3 July 6, 2020, with the Agreement set to automatically renew for one-year terms thereafter. The Agreement allows for termination at any time only for “a material breach by the other Party”: Termination. This Agreement may be terminated by a Party prior to the expiration of the Term only upon the occurrence of a material breach by the other Party. This Agreement may not be terminated for convenience. Unless otherwise specifically stated herein, a material breach is defined by Illinois law. Doc. 1-1 at 30. The Agreement includes a no-waiver clause, providing that “a Party’s failure or refusal to enforce any right under this Agreement shall not operate as a waiver.” Id. at 31. It also includes an integration clause and requires “mutual, written consent” for any amendments to the Agreement. Id. at 32, 33. The parties focus on several areas of the Agreement, which the Court briefly sets forth below.

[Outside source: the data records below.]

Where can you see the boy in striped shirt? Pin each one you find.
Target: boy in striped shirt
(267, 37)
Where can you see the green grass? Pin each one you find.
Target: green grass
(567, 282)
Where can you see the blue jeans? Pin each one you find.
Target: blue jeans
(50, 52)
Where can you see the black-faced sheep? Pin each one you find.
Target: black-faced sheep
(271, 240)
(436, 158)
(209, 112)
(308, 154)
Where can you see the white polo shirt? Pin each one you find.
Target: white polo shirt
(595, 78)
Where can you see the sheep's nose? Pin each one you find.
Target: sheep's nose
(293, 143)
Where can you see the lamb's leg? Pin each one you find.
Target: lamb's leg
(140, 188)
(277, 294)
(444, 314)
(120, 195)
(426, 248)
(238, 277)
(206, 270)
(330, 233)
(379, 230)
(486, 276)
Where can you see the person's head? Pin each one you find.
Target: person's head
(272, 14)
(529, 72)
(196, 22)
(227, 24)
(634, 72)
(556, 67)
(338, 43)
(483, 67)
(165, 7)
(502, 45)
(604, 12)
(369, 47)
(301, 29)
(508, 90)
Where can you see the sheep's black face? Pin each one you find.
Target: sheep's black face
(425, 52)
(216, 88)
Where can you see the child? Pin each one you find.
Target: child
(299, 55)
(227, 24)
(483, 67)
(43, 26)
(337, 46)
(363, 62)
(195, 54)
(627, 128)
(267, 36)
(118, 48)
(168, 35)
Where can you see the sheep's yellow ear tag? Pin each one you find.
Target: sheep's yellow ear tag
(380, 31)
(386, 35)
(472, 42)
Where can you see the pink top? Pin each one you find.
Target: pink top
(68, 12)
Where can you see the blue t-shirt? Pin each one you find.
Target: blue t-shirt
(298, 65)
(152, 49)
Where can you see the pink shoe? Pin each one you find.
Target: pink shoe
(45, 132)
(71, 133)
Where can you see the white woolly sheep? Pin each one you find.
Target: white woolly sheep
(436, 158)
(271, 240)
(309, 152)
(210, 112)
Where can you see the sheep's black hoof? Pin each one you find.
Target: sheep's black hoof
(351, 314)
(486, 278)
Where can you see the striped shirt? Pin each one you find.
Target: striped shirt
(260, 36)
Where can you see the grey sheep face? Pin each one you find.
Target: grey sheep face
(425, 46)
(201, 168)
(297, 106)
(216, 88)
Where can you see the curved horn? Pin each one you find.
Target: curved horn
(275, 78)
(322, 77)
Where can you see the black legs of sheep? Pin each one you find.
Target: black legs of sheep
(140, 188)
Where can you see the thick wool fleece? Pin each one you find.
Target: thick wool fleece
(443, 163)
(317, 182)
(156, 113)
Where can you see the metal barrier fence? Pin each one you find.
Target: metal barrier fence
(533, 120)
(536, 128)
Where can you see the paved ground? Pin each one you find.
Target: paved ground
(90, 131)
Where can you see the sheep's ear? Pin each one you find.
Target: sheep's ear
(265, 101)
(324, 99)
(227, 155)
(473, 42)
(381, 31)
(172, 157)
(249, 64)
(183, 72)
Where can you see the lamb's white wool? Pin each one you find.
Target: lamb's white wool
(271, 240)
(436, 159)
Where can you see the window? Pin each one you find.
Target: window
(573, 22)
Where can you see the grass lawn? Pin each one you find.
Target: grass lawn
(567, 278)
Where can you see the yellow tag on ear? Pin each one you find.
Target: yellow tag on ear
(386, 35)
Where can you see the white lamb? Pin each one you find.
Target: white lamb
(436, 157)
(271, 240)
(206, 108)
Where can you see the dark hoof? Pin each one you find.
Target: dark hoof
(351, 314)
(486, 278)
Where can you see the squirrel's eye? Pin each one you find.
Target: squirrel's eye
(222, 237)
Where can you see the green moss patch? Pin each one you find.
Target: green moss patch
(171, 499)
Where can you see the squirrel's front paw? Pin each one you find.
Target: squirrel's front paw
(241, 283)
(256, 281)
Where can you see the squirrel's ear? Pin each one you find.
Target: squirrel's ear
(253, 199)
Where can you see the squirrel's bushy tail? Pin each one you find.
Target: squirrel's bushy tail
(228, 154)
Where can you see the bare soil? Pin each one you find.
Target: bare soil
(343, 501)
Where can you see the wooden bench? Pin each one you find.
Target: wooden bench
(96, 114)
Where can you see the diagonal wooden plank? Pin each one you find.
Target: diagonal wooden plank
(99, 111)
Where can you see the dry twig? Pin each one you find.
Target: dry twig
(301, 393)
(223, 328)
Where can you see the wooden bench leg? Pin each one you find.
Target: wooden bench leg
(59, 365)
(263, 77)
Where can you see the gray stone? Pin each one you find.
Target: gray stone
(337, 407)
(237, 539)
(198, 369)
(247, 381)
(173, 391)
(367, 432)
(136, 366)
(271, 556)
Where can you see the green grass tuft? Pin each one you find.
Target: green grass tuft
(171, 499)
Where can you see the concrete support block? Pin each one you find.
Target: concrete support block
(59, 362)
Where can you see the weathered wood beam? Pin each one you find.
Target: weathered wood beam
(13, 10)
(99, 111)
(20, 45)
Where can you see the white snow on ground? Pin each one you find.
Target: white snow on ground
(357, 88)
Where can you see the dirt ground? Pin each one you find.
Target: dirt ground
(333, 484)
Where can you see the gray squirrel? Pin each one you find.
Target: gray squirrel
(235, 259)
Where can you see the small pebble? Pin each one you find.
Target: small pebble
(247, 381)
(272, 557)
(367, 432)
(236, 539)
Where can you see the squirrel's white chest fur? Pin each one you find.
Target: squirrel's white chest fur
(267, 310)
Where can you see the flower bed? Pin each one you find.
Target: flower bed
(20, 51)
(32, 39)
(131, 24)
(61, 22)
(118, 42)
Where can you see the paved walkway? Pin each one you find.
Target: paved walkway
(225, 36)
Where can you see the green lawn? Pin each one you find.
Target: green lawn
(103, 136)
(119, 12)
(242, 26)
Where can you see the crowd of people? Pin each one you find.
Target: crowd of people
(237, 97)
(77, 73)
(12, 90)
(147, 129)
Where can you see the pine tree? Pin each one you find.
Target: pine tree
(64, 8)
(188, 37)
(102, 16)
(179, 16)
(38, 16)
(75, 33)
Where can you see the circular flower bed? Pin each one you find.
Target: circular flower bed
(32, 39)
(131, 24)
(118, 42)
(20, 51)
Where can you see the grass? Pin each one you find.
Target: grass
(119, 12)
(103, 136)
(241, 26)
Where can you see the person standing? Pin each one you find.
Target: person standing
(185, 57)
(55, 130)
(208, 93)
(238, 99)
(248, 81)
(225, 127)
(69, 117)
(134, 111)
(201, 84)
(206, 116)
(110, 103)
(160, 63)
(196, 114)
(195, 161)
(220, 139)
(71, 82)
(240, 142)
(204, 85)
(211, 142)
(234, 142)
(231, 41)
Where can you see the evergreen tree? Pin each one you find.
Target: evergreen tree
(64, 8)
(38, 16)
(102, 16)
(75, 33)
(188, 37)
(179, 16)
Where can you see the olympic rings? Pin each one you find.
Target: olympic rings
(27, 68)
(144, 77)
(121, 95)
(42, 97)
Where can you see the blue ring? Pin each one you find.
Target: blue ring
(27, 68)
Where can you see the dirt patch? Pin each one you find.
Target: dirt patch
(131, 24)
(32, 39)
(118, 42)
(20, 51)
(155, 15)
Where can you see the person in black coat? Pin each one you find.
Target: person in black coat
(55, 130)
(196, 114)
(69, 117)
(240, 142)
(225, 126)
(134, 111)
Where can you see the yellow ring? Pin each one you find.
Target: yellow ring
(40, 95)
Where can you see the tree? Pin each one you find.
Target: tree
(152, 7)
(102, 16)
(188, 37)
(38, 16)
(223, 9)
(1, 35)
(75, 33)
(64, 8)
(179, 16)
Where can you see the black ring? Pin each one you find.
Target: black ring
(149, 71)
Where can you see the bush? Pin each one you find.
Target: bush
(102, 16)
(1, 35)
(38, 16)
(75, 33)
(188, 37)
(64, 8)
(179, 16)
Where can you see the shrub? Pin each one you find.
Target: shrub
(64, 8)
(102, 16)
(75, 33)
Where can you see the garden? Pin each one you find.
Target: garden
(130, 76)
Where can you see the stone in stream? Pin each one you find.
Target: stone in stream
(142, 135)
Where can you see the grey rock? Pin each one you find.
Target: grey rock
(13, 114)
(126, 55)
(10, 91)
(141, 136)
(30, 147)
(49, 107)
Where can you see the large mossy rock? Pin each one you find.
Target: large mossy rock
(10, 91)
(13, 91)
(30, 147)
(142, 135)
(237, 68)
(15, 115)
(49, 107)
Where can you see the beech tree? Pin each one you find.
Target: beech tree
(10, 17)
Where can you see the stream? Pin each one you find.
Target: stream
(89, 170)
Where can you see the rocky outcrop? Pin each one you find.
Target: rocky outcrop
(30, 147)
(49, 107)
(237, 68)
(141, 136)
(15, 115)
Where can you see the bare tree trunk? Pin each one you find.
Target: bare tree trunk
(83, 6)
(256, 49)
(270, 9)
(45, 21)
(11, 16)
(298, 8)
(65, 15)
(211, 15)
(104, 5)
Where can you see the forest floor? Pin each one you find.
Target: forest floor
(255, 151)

A. Practice of Medicine The Agreement’s recitals state that GCM “operates bricks-and-mortar medical clinics which treat patients legally via U.S. states’ medical-cannabis programs” and that GCM seeks to engage Hipaaline “to perform certain marketing and consulting services related to [GCM]’s medical practice in order to facilitate its bricks-and-mortar presence and expand and enhance its telemedicine presence.” Id. at 24. GCM also represented that, “[a]s of the Effective date and currently, [GCM] operates its clinics in compliance with all applicable state and federal corporate and health care rules and regulations, including with respect to corporate practice of medicine rules, licensure rules, and telemedicine guidelines.” Id. at 32.

4 B. Exclusivity and Licenses In § 5.6 of the Agreement, the parties agreed to an exclusive arrangement by which Hipaaline would be the sole provider of marketing and consulting services to GCM and only GCM providers would conduct evaluations through the Leafwell platform:

Exclusivity. [GCM] hereby grants [Hipaaline], during the Term of this Agreement, the exclusive right, at all bricks-and-mortar locations of [GCM], including at any new locations [GCM] may create or acquire during the Term of this Agreement, to provide the Marketing and Consultant Services related to [GCM]’s medical cannabis practice.